Background NICE Clinical Guideline 137 recommends prescribing buccal midazolam to children who have prolonged (lasting 5 min or more) or repeated (3 or more in an hour) convulsive seizures in the community. Treatment should be administered by trained clinical personnel or, if specified by an individually agreed protocol drawn up with the specialist, by family members or carers with appropriate training.
Aims We aimed to audit Buccal Midazolam prescriptions and to review if: 1)Prescribers are following the NICE guideline. 2)Correct dose (according to BNF) is prescribed. 3)These are part of the written epilepsy plan.
Methods 24 children registered with General Practioners and who had buccal midazolam on their repeat prescription records were identified.

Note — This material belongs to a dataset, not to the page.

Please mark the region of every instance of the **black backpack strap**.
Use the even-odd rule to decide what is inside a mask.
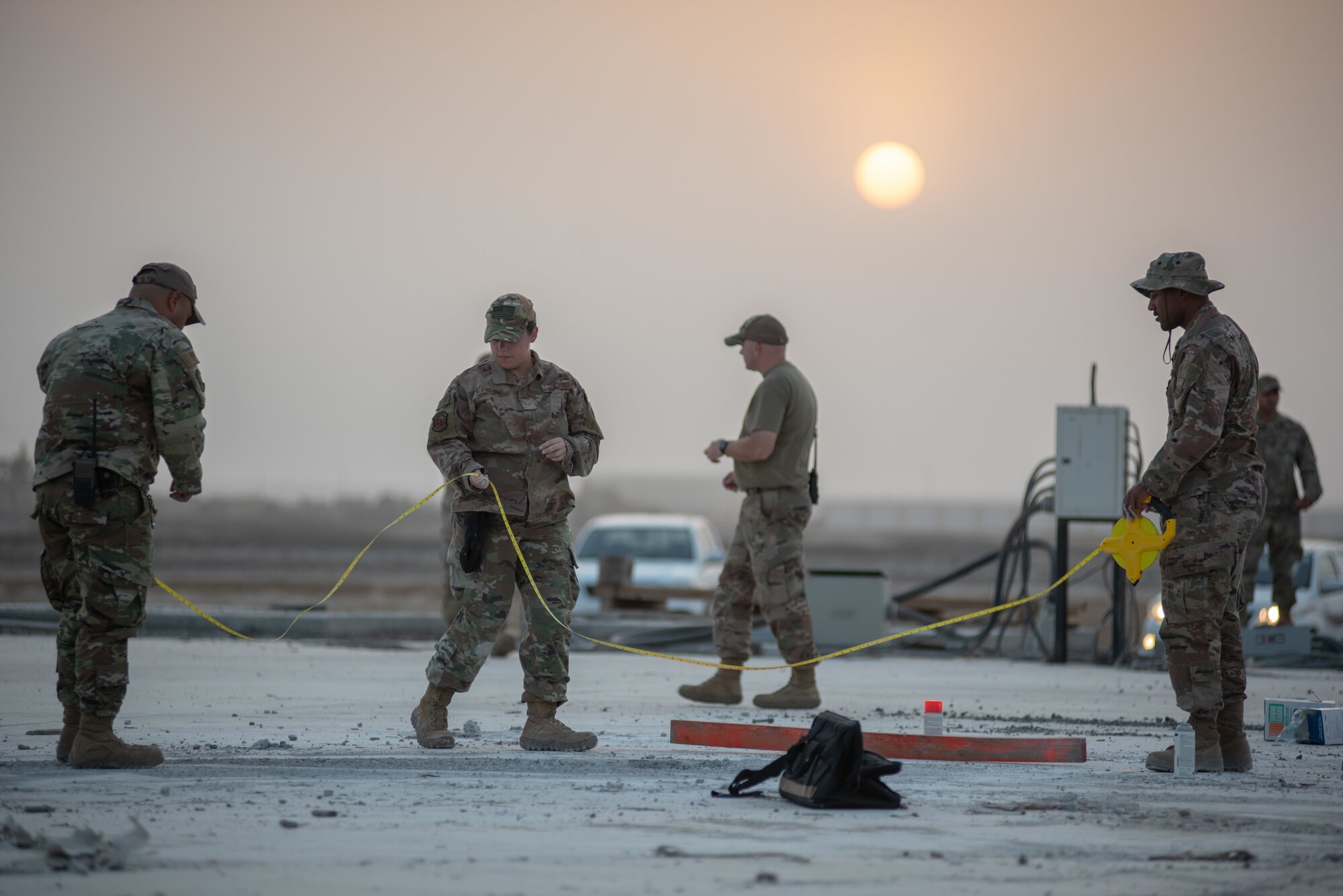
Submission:
[[[770,778],[778,778],[780,774],[783,774],[784,767],[788,765],[788,759],[796,755],[798,750],[802,748],[803,743],[806,743],[806,738],[788,747],[788,751],[786,754],[783,754],[782,757],[767,765],[764,769],[756,769],[756,770],[745,769],[744,771],[737,773],[737,777],[733,778],[732,783],[728,785],[728,793],[710,790],[709,794],[713,797],[763,797],[764,794],[761,793],[741,793],[741,791],[755,787],[759,783],[764,783]]]
[[[900,771],[900,763],[886,759],[880,752],[873,752],[872,750],[862,751],[862,765],[858,767],[858,778],[866,781],[868,778],[884,778],[886,775],[893,775]]]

Results Of the 24 children included in the study, 12 were in mainstream school and 12 were in special needs school. 15 children were on antiepileptic drugs.10 children had generalised tonic–clonic seizures with or without absences, 7 had focal or multifocal seizures plus generalised tonic–clonic seizures (secondary generalised), 4 had focal seizures, 2 had multifocal seizures, and 1 child had absence seizures occurring in clusters. 1 child had focal seizures lasting less than 5 min (but was prescribed buccal midazolam due to parental anxiety). 23 children had seizures lasting more than 5 min.22 children were under the care of a hospital consultant. 2 children had been discharged and GPs were asked to stop midazolam; but continued to be on repeat prescriptions. 21 children were on the appropriate dose according to BNF. 23 children had reference to a written management plan with 19 having a copy in the notes. 17 children had documented evidence of training delivered to parents. 19 children had an emergency plan at school. 10 children had used buccal midazolam in the community.
Conclusion Majority of the prescriptions were in accordance with the NICE guidelines and on the appropriate dose. All but 1 had a written management plan but only 19 were available in notes. The fact that 2 children were still on the list of repeat prescription by the GP even after discharge was worrying and would not have come to attention if it was not for the audit.